I have devoted the majority of my years caring for children or raising them. The years spent with kids have been a humbling experience. One can learn a lot from time around them.
I have seen all the fads. When I started babysitting as a teen, spanking had been the norm. I could never bring myself to spank a child.
My freshman year of high school, I had been hired to work at a small daycare within walking distance from the school. Spanking children had started to fade and a new way of raising children erupted in the late eighties and continued well into the nineties. Instead of spanking, we were encouraging to give time-outs and redirect.
I worked at a progressive center once in an upscale suburb of Detroit. Their philosophy had been to let children do whatever they wanted without any repercussions, long before we had the term, free range.
After seeing it all, I took an À la carte approach. I handpicked what I had felt were the greatest ways to raise a child. My practice came when I opened a daycare center out of my home. I wanted it to be organic. It would be a place for kids just as good as home, even better. I saved a percentage of openings for the children who needed it better than home.
One perk of an in-home daycare meant I could work from home. My kids would come home from school and I would be there for them. That appealed to me, because I wanted to be the one who raised my kids.
It had been around this time we were told we needed a village to raise children. I didn’t need a village. I knew everything about taking care of a child. I knew how to feed them, keep them safe, teach them and most importantly, how to love them. I didn’t need no stinking village. Then came the day they placed my daughter in my arms for the first time; my mind went blank. I. Knew. Nothing.

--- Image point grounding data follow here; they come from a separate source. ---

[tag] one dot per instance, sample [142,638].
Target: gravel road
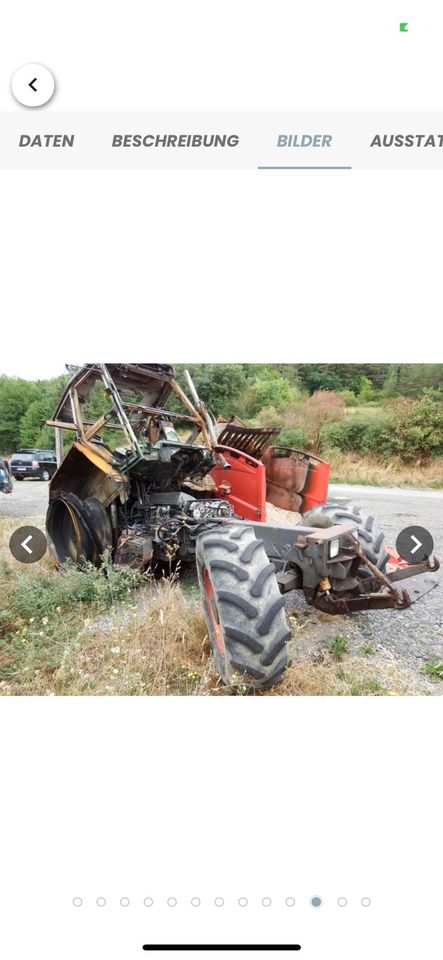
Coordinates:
[415,635]
[28,499]
[411,637]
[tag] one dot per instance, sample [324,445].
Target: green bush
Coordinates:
[357,433]
[272,391]
[415,429]
[292,437]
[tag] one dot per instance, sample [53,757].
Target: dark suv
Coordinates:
[29,462]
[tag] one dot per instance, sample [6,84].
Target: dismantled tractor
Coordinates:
[155,498]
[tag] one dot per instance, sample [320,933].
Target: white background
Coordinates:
[232,797]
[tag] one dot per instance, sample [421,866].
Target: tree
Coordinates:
[323,407]
[219,385]
[271,391]
[16,395]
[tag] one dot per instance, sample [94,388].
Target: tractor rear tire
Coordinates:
[372,541]
[243,606]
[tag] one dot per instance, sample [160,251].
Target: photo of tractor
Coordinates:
[181,488]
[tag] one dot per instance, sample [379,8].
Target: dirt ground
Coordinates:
[370,652]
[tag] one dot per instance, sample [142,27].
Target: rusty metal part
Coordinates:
[329,603]
[246,439]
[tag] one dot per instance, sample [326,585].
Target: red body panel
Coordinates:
[243,485]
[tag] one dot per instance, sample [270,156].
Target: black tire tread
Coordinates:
[250,608]
[372,541]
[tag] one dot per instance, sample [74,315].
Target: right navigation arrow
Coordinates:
[418,544]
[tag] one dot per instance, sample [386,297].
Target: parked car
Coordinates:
[30,462]
[5,477]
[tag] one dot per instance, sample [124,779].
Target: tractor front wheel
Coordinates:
[243,606]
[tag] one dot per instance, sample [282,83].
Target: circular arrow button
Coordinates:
[33,85]
[28,544]
[414,544]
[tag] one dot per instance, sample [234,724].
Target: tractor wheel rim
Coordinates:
[213,612]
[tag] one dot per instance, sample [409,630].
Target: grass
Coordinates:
[111,632]
[433,669]
[338,646]
[356,468]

I became a fierce mama bear. I kept her safe. I worshiped the ground she drooled on. I stayed up with her every night when her coughing had been so bad her lips turned blue. I picked her up and dusted off her pants and told her to get back out there whenever she fell down. I cheered her every accomplishment and wiped every tear when she cried.

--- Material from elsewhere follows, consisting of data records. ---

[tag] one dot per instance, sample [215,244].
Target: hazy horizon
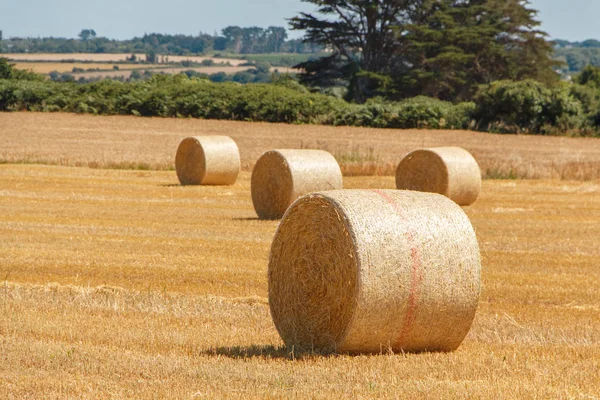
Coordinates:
[573,20]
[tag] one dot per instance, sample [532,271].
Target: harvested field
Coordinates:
[150,143]
[47,67]
[122,284]
[109,57]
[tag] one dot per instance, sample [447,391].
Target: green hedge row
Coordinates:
[180,96]
[503,106]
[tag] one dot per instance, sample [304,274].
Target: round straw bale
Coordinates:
[207,160]
[281,176]
[373,270]
[451,171]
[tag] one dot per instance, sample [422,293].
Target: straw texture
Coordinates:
[373,270]
[281,176]
[450,171]
[207,160]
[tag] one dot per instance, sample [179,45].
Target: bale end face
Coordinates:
[207,160]
[365,271]
[449,171]
[281,176]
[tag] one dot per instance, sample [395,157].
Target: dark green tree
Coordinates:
[589,76]
[362,40]
[454,46]
[438,48]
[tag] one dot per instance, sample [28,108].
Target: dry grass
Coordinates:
[83,140]
[108,57]
[126,73]
[47,67]
[123,284]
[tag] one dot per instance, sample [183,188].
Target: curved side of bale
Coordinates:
[364,271]
[207,160]
[281,176]
[450,171]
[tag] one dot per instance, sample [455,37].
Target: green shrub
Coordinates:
[527,106]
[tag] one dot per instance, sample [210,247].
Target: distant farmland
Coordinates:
[110,57]
[117,65]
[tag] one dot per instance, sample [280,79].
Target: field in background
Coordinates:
[61,67]
[122,284]
[44,63]
[109,57]
[150,143]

I stood by her side when her first boyfriend dumped her for another girl. Money had been tight but it didn’t stop her from looking like a princess at prom. I bawled for days when I dropped her off at college.
I never needed a village; I had raised a pretty smart and beautiful young lady who had been sent out into the real big world. I did it without a village. Or did I?
Village is a part of child rearing whether we want it or not. There are the everyday influences of friends and family, the time spent working at a job, afterschool activities, and let us not forget the influences of mass media.
Village is a learning of the real world, like the time she asked for a day off from work to go camping and her boss told her no because they needed her that day. Her music teacher was a part of her village. He gave her the gift of bravery every time she played her guitar in front of a crowd of strangers. The seniors citizens at her church are part of the village with their wisdom and sage advice told through their stories.
She evolved into the village when she saved money for a dog shelter or tipped the coffee barista fifty percent because, she knew how hard it is to bust tables. She was the village when she made free lunches for the kids in town who might not have had a lunch that day. She became the village when she cooked a casserole for her friend who just had a baby and had been well past sleep deprived.
A village is all encompassing and we are all the village.
I raised my daughter well. I’m beyond proud of her. She is out there in the village, right now, being awesome, because it took more than just me to raise her. It took a village.